Vault Master Key Encryption Feature
The EdgeX secret store threat model calls out a particular aspect of the Vault-based secret store architecture upon which the whole EdgeX secret store depends: the Vault master key. Because plaintext storage of the Vault master key at rest would be a known security weakness, the high level design calls for the Vault master key to be encrypted on storage.
One way of doing this would be to simply encrypt the whole drive upon which the Vault master key is stored. This is a good solution: it would encrypt not only the Vault master key, but also other part of the system to harden them against offline tampering and information disclosure risks. This solution also has drawbacks as well: whole volume encryption may slow down boot times and have a runtime performance impact on constrained devices without hardware-accelerated crypto.
The Vault Master Key Encryption feature of EdgeX enables a system designer to specifically target encryption of the Vault master key, and enables a variety of flexible use cases that are not tied to volume encryption such as key escrow (where a key is stored on another machine on the network), smart cards or USB HSMs (where a key us stored in a dongle or chip card), or TPM (security hardware found on many PC-class motherboards).
As stated in the high level design, an RFC-5869 key derivation function (KDF) is used to produce a set of wrapping keys that are used by the vault-worker process to encrypt the Vault master key.
An RFC-5869 KDF requires three inputs. A change to any input results in a different output key:
Input keying material (IKM). It need not be (but should be) cryptographically strong, and is the "secret" part of the KDF.
A salt. A non-secret random number that adds to the strength of the KDF.
An "info" argument. The info argument allows multiple keys to be generated from the same IKM and salt. This allows the same KDF to generate multiple keys each used for a different purpose. For instance, the same KDF can be used to generate an encryption key to protect the PKI at-rest.
The Vault Master Key Encryption feature consumes the IKM from a Unix-style pipe. The IKM is provided by a vendor-defined mechanism, and is intended to be tied into security hardware on the device, be device-unique, and explicitly not stored in the file system.
To further strengthen the solution, an implementation could choose to engineer a solution whereby the IKM is only released a configurable number of times per boot, so that malware that runs on the system post-boot cannot retrieve it.

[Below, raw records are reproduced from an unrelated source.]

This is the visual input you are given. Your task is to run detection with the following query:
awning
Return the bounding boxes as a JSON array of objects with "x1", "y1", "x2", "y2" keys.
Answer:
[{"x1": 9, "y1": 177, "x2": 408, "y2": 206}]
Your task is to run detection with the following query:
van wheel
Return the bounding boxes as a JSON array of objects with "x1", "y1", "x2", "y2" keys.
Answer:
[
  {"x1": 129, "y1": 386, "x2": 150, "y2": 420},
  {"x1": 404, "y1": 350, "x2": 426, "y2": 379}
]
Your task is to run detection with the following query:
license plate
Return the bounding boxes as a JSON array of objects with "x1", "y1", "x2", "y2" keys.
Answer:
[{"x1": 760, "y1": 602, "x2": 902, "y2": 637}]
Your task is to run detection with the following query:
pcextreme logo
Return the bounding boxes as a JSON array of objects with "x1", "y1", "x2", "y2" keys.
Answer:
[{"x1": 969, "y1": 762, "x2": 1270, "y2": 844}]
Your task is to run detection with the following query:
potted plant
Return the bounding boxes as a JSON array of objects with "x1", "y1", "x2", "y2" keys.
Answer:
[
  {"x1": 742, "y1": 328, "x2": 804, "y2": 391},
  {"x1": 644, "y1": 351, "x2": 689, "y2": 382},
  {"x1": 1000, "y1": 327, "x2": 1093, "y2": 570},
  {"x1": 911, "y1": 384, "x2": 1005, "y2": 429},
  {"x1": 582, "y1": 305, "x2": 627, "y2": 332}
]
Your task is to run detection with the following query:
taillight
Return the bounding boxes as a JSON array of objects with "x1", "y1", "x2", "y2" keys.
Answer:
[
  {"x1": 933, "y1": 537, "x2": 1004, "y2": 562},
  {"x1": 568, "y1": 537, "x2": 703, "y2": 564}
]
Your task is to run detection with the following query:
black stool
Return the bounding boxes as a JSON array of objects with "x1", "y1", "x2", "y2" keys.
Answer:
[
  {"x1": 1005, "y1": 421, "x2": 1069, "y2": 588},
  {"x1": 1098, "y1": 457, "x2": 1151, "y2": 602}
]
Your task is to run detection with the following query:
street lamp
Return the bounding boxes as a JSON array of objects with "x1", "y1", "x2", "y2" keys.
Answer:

The Vault Master Key Encryption feature is embedded
into the EdgeX
It is enabled by setting an environment variable,
EDGEX_IKM_HOOK, containing the path to an executable
that implements the IKM interface, described below,
is run in early boot to initialize or unseal
the EdgeX secret store.
When this feature is enabled, the Vault master key is encrypted at rest, and cannot be recovered unless the same IKM is provided as when the secretstore was initialized.
ikm - Return input key material for a hash-based KDF.
ikm outputs initial keying material to stdout as a lowercase hex string to be used for the default EdgeX software implementation of an RFC-5869 KDF.
The ikm can output any number of octets. Typically, the KDF will pad the ikm if it is shorter than hashlen, and hash the ikm if it is longer than hashlen. Thus, if ikm returns variable-length output it is advantageous to ensure that the output is always greater than hashlen, where hashlen depends on the hash function used by the KDF.
This section lists example implementations of the EdgeX Hardware Security Hook.
Tutorial: Configuring EdgeX Hardware Security Hooks to use a TPM on Intel® Developer Zone
There is a tutorial published on Intel® Developer Zone that uses TPM hardware through a device driver interface to encrypt the Vault master key shares. The sample uses TPM-based local attestation to attest the system state prior to releasing the IKM. The sample is based on the tpm2-software project in GitHub and is specifically designed to run as a statically-linked executable that could be injected into a Docker container. Although not a complete solution, it is an illustrative sample that demonstrates in concrete terms how to use the TSS C API to access TPM functionality.